A simple model of variation in biogeochemical processes on climate gradients provided insight into the control of biogeochemical processes on the KH climate gradient. Because the model fit aspects of N cycling on the KH gradient, including δ15N, particularly well (Figs. 6, 9), it was useful for evaluating the conditions under which N limitation to primary production could take place (Fig. 13). N availability limited the simulated NPP and biomass of a non-N-fixer where (in the model) there was a constraint to the ability of the simulated N-fixer to respond fully to N deficiency, and where there were losses of N from the system that could not be prevented by biota in the system. In the simulation, N fixation was constrained by P supply across the gradient, in part because the inclusion of a secondary mineral pool of P in the simulation depleted primary mineral P rapidly. The pathway of the uncontrollable N loss shifted from losses of ammonia or nitrate due to asynchrony between plant demand for N and the supply of N in dry and intermediate sites on the gradient, to leaching losses of DON in the wettest sites (Figs. 10a, 13). In the model, the asynchrony between N supply and demand in dry and some intermediate-rainfall sites on the gradient was caused by month-to-month variation in precipitation, which meant that N was in excess of organisms’ requirements at some times and its losses at those times when supply exceeded demand constrained plant growth at times when demand exceeded supply.

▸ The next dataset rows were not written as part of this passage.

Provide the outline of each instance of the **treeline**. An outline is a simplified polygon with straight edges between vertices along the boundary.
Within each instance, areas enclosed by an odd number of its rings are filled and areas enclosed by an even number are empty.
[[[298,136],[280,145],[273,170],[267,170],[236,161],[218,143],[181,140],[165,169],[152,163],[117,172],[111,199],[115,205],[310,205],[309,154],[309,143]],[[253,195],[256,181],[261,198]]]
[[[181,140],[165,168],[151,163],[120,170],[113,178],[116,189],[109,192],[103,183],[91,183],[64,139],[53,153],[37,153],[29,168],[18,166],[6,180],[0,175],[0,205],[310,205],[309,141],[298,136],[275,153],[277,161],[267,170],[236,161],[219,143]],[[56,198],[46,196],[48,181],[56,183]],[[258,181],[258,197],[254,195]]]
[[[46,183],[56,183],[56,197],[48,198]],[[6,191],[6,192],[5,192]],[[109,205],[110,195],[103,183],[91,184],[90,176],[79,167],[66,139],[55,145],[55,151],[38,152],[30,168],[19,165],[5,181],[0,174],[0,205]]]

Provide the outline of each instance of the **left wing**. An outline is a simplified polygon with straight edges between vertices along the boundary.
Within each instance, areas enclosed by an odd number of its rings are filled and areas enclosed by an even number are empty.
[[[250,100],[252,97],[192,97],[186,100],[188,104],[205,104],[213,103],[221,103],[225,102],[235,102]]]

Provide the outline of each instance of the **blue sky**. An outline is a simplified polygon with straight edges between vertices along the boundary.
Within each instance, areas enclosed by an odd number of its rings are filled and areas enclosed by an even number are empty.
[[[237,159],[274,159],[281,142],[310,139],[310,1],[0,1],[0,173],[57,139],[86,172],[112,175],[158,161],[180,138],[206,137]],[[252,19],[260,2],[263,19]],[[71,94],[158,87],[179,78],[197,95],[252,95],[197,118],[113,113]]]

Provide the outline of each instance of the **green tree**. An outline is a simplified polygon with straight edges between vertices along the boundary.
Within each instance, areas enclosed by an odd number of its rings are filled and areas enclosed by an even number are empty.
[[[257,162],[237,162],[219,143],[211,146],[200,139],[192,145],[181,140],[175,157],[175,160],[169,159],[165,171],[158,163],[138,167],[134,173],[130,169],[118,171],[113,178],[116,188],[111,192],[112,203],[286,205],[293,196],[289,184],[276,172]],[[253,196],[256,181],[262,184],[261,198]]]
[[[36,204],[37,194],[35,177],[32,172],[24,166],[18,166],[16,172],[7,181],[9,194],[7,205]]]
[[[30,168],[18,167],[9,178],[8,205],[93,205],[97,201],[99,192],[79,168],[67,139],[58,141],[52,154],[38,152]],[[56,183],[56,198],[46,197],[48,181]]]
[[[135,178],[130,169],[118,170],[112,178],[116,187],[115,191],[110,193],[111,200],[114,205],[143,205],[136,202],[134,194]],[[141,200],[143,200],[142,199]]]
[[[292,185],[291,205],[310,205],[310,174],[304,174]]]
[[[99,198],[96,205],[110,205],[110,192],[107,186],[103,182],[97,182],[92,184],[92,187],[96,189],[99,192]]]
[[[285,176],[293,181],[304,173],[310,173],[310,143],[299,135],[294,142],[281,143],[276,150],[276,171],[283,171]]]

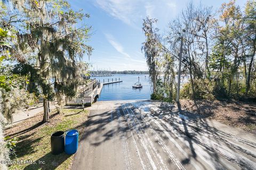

We also used the toy model to evaluate whether temperature or rainfall (or water balance calculated as ppt-PET) had a greater effect on biogeochemical patterns. Temperature and rainfall were highly correlated on both gradients, but the relationship ran in opposite directions, with the driest sites being warm low-elevation leeward sites on KH and the driest sites being cold high elevation alpine sites on MK. Results demonstrated that the KH gradient is primarily a gradient in rainfall (and water balance); removing any influence of temperature on biogeochemical processes there did not affect biogeochemical patterns (Fig. 15), though simulated temperature did affect the magnitude of some pools and fluxes there. In contrast, the inadequacy of the toy model’s application to MK precludes strong conclusions about temperature vs rainfall effects there, but it is clear that temperatures in the range of those observed on the MK gradient are sufficient to affect the pattern, not just the magnitude, of biogeochemical variation there (Fig. 17).